Why do you not throw multiple in the resolver?
new GraphQLException(new[] { error1, error2 })
We validate incoming commands in our commandhandler using FluentValidation. The exception is being throw by the FluentValidation library while calling ValidateAndThrowAsync which always throws one ValidationException that contains one or more validation errors. So this is outside of our control. We would like to avoid introducing the concept of GraphQL in our command-handler logic and would love to keep exception/error transformation at a single place in our code, namely this ErrorFilter.
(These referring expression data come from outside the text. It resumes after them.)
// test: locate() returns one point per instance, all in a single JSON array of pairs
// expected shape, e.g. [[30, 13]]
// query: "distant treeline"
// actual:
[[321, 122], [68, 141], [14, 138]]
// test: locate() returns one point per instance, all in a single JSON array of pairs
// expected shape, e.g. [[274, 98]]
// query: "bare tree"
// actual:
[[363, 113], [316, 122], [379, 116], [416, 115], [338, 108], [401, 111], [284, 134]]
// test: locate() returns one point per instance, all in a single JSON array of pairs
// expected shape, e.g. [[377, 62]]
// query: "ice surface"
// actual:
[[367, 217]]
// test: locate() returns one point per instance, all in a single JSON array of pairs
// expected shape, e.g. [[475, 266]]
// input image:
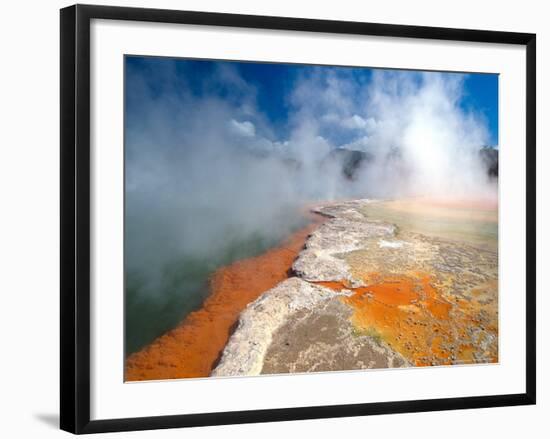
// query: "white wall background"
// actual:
[[29, 248]]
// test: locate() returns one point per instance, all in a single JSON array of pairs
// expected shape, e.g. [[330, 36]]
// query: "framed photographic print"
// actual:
[[267, 218]]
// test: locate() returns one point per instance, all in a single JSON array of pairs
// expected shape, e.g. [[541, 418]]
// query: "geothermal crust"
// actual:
[[367, 295], [300, 326]]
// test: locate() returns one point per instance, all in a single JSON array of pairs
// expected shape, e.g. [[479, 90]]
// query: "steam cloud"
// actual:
[[210, 167]]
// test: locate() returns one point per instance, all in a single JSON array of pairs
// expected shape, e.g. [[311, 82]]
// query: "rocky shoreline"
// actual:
[[364, 294]]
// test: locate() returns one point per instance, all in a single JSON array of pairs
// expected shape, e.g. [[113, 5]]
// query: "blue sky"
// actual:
[[270, 88]]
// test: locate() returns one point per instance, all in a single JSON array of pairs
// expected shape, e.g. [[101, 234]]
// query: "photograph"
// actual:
[[296, 218]]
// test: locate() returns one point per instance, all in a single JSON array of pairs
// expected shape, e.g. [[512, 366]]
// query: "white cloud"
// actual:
[[244, 129]]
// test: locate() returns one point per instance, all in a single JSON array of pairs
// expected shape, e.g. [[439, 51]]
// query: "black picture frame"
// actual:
[[75, 217]]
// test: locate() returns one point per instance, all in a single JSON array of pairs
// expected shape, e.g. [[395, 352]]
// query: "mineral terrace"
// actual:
[[366, 294]]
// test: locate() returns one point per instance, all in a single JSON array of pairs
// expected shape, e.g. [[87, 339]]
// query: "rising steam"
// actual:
[[209, 167]]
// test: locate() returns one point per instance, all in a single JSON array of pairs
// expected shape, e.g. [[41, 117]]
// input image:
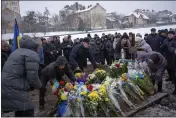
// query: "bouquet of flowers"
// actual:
[[97, 76], [117, 69], [80, 76]]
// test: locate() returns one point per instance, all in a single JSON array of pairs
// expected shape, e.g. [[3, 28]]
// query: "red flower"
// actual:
[[118, 65], [61, 82], [56, 93], [90, 87]]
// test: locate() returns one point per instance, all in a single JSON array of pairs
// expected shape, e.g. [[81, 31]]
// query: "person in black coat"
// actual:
[[99, 51], [105, 54], [67, 46], [79, 55], [110, 51], [19, 76], [76, 42], [172, 49], [49, 51], [57, 45], [55, 70], [154, 40], [168, 55], [5, 52]]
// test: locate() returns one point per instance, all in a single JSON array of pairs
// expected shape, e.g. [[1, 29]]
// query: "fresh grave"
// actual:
[[115, 92]]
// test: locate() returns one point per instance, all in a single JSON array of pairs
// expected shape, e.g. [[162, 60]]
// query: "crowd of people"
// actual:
[[40, 60]]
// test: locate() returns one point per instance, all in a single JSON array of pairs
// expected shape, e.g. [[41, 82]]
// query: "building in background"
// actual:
[[92, 17], [136, 19], [10, 10], [12, 5]]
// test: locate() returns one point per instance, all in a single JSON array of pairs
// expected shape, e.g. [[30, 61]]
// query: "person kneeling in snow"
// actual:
[[157, 66], [55, 70]]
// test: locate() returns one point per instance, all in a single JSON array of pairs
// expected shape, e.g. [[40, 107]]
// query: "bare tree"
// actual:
[[97, 20], [47, 14], [4, 25]]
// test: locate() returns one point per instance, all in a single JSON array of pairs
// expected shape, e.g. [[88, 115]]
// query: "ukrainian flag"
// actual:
[[16, 39]]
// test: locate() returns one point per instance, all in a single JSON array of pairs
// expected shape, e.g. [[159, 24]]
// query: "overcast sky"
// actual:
[[124, 7]]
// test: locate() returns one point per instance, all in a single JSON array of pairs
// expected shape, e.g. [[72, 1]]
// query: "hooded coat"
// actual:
[[20, 73], [167, 54], [159, 68], [172, 49], [117, 47], [48, 57], [141, 43], [67, 47], [79, 56]]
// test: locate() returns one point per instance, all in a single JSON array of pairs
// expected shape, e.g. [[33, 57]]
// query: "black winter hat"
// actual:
[[153, 30], [125, 35], [171, 32], [86, 40], [61, 61], [154, 59], [162, 31], [146, 34]]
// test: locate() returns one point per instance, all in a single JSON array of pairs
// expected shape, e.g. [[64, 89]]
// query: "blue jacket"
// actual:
[[41, 55]]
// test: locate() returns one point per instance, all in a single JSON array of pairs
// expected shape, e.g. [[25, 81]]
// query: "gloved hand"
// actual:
[[78, 68], [156, 88]]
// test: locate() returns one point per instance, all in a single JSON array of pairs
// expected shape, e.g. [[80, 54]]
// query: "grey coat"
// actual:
[[146, 50], [19, 75], [157, 69]]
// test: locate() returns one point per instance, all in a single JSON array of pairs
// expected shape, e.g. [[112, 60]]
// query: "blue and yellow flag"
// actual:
[[16, 39]]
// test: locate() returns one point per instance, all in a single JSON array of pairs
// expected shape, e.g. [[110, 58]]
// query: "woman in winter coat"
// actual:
[[99, 51], [117, 47], [157, 65], [169, 55], [172, 49], [19, 76], [145, 48], [110, 51], [5, 52], [67, 46], [125, 44]]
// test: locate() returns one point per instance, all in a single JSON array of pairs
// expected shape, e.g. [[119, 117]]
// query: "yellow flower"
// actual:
[[93, 96], [75, 87], [63, 96], [79, 75], [106, 99]]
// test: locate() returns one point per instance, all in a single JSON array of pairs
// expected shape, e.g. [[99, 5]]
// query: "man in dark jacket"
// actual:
[[99, 51], [104, 41], [67, 46], [57, 45], [5, 52], [110, 51], [154, 40], [79, 55], [55, 70], [49, 51], [157, 65], [19, 76], [172, 49], [168, 55]]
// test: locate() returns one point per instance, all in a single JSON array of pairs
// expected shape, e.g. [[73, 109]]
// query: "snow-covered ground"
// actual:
[[75, 34]]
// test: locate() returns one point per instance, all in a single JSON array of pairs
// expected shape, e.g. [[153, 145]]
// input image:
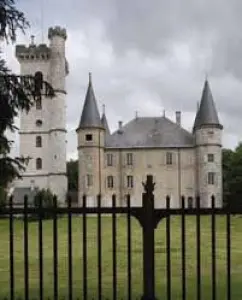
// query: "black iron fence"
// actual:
[[148, 218]]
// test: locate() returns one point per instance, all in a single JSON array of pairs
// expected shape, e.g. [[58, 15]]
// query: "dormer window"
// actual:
[[88, 137], [39, 123], [169, 158], [129, 159], [210, 157]]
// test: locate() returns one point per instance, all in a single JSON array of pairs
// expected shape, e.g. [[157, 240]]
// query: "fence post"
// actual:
[[148, 240]]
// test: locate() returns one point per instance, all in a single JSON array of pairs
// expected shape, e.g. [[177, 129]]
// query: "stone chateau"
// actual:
[[182, 162], [42, 132]]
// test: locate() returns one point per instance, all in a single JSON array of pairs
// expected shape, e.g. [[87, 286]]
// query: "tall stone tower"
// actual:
[[91, 137], [43, 129], [208, 136]]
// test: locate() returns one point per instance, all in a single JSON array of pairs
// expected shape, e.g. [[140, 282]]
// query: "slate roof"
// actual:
[[105, 124], [207, 113], [150, 132], [90, 115]]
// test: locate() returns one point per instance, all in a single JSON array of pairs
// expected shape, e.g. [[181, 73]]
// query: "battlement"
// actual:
[[37, 52], [57, 31]]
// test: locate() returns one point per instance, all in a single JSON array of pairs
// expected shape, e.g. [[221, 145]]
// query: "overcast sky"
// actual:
[[146, 56]]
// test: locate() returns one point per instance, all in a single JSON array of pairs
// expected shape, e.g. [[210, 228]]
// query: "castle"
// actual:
[[43, 128], [182, 162]]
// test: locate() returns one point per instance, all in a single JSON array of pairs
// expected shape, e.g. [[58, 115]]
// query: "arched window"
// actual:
[[110, 181], [38, 163], [38, 81], [190, 202], [39, 123], [38, 141], [38, 103]]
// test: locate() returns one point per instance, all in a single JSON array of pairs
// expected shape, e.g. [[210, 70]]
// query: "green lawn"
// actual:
[[236, 226]]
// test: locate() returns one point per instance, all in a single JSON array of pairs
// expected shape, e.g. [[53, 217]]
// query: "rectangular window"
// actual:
[[109, 159], [88, 137], [130, 181], [169, 158], [211, 178], [110, 181], [210, 157], [129, 159], [89, 180]]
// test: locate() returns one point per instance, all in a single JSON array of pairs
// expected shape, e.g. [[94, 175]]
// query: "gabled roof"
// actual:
[[90, 115], [150, 132], [207, 113]]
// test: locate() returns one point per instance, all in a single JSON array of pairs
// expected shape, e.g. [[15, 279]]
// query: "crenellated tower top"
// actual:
[[57, 31]]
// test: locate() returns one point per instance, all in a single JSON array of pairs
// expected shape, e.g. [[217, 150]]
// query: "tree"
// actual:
[[16, 92], [72, 175]]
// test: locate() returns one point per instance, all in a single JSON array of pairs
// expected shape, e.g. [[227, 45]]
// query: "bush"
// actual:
[[47, 198]]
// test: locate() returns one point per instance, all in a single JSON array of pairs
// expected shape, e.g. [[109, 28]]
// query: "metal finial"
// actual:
[[32, 39], [90, 77]]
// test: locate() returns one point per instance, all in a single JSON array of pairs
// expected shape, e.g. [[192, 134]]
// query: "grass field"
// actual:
[[236, 229]]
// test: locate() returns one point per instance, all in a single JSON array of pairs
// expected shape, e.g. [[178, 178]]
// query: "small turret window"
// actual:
[[38, 163], [210, 157], [89, 180], [109, 159], [39, 123], [169, 158], [110, 181], [129, 159], [211, 178], [88, 137], [38, 141], [130, 181]]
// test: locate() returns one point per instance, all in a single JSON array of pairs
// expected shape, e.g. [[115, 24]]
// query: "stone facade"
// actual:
[[43, 128], [109, 164]]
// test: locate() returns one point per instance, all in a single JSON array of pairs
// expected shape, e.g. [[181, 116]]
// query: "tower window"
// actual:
[[38, 103], [89, 180], [210, 157], [110, 181], [38, 141], [38, 163], [88, 137], [109, 159], [39, 123], [169, 158], [130, 181], [129, 159], [38, 81], [211, 178]]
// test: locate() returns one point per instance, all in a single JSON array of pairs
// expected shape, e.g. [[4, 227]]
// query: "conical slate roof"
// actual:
[[90, 115], [105, 124], [207, 113]]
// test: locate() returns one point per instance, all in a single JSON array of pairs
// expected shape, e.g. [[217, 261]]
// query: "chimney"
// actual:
[[120, 127], [178, 118]]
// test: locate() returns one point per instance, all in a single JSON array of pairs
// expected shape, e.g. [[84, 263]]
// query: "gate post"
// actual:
[[148, 240]]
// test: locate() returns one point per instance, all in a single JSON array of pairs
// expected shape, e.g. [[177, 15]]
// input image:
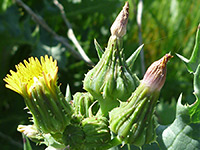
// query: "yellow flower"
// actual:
[[30, 73]]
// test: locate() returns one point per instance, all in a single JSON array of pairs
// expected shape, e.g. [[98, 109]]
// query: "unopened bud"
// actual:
[[118, 28], [156, 74], [134, 121]]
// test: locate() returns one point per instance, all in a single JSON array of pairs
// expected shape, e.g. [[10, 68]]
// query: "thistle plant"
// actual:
[[113, 111], [111, 79]]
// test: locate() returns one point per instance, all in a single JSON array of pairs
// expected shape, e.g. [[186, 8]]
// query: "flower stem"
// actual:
[[114, 142]]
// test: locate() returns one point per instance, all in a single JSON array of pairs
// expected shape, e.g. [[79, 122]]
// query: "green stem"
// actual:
[[114, 142], [107, 105]]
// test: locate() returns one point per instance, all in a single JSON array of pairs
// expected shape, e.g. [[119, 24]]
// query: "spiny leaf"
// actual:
[[131, 60], [98, 49], [194, 60], [183, 133]]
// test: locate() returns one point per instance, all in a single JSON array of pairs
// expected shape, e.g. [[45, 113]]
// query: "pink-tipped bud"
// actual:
[[118, 28], [156, 74]]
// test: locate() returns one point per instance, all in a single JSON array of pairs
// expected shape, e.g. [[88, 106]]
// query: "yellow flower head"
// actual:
[[30, 73]]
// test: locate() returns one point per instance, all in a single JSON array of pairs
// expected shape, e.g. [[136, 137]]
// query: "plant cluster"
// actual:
[[116, 109]]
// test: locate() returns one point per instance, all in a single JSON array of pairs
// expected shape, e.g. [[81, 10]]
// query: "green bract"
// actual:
[[81, 103], [133, 121], [110, 79], [97, 132]]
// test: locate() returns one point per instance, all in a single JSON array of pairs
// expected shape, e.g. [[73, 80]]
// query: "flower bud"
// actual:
[[133, 121], [118, 28], [110, 79], [73, 136], [31, 132]]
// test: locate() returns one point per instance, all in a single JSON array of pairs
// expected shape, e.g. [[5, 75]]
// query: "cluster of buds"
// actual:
[[111, 79], [111, 103]]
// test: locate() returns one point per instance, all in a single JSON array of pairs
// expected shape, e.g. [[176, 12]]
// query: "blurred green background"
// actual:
[[167, 26]]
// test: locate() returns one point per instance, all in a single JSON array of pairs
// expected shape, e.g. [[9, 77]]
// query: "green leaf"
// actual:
[[183, 133], [131, 60], [194, 60], [165, 112], [26, 143], [98, 49]]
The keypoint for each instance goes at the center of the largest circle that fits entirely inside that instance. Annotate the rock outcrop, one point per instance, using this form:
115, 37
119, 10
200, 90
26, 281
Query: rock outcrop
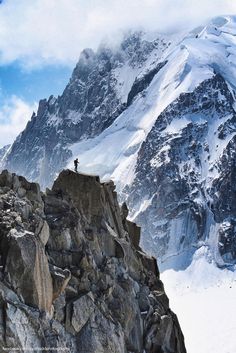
72, 274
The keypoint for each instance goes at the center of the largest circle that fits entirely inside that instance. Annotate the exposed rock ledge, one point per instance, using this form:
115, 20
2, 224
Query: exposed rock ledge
73, 275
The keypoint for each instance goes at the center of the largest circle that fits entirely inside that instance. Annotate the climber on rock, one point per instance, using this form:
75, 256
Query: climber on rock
76, 162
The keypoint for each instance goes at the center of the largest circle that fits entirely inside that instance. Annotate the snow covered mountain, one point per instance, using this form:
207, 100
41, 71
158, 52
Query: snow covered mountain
156, 114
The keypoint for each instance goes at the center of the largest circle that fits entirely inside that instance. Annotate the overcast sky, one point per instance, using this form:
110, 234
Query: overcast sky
39, 32
42, 39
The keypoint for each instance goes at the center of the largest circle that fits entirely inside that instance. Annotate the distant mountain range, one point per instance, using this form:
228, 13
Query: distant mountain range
157, 115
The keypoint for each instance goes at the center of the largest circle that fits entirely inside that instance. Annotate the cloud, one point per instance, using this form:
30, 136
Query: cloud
43, 32
14, 115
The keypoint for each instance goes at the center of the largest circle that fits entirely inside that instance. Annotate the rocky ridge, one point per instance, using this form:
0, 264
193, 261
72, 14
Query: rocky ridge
72, 273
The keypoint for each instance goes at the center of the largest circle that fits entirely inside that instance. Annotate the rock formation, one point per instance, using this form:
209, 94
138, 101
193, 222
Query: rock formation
72, 274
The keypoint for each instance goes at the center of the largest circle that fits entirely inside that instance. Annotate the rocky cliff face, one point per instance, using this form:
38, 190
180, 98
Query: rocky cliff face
95, 96
72, 274
157, 115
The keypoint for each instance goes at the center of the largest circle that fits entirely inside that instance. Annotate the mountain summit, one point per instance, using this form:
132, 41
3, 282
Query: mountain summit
157, 115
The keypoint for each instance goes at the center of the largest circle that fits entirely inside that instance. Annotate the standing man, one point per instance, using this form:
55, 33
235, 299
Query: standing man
76, 162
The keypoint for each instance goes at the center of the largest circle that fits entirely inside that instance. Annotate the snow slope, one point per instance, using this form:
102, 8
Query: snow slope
195, 59
203, 297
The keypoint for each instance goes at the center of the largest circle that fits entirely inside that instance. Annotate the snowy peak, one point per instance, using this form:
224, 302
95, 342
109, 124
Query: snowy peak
156, 114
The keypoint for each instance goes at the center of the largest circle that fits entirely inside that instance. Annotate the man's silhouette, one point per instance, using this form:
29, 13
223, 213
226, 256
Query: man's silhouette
76, 162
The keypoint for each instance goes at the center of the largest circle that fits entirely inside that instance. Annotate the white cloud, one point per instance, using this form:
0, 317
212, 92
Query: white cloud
14, 115
55, 31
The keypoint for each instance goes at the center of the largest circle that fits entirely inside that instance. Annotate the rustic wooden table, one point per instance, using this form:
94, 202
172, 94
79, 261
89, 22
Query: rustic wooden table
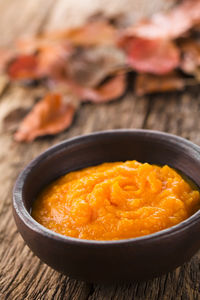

It should be possible to set a HTTP status code from the ErrorFilter. I understand that with GraphQL we're treating HTTP StatusCode's as a transport layer concern and not a GraphQL concern. However, for certain errors, we really need to be able to set the HTTP StatusCode. An example for us is when the user tries to perform an unauthorized action, we really want to return a 401 HTTP StatusCode so the front-end can act on a standardized thing instead of depending on the custom code AUTH_NOT_AUTHORIZED.
This is solved.
You can inherit from
DefaultHttpResultSerializerand add custom StatusCode handling. For this store props on the context and then use them to interpret status codes.
Thanks for this information, we're currently on version 10.5.3, so do I understand correctly that this will be possible starting from version 11?
Thanks for this information, we're currently on version 10.5.3, so do I understand correctly that this will be possible starting from version 11?
Yes, it is possible with the current 11.0.0-rc.2
We validate incoming commands in our commandhandler using FluentValidation.
I understand, never thought about it this way :D
I will add this issue to the backlog for 11.1. We already have a feature freeze on 11.0.
Thank you for considering this. If you have an idea in mind on how you would like this to be implemented, I'm willing to work on that.
It should be possible to return multiple errors for one incoming error. An example here is, when we want to process a ValidationException from FluentValidation, we want to return an IError for each validation error, currently we only translate the first one, but it would be nice if we could translate them all.
This is very much needed, we encountered a similar scenario recently, looking forward to having this feature in v11.1.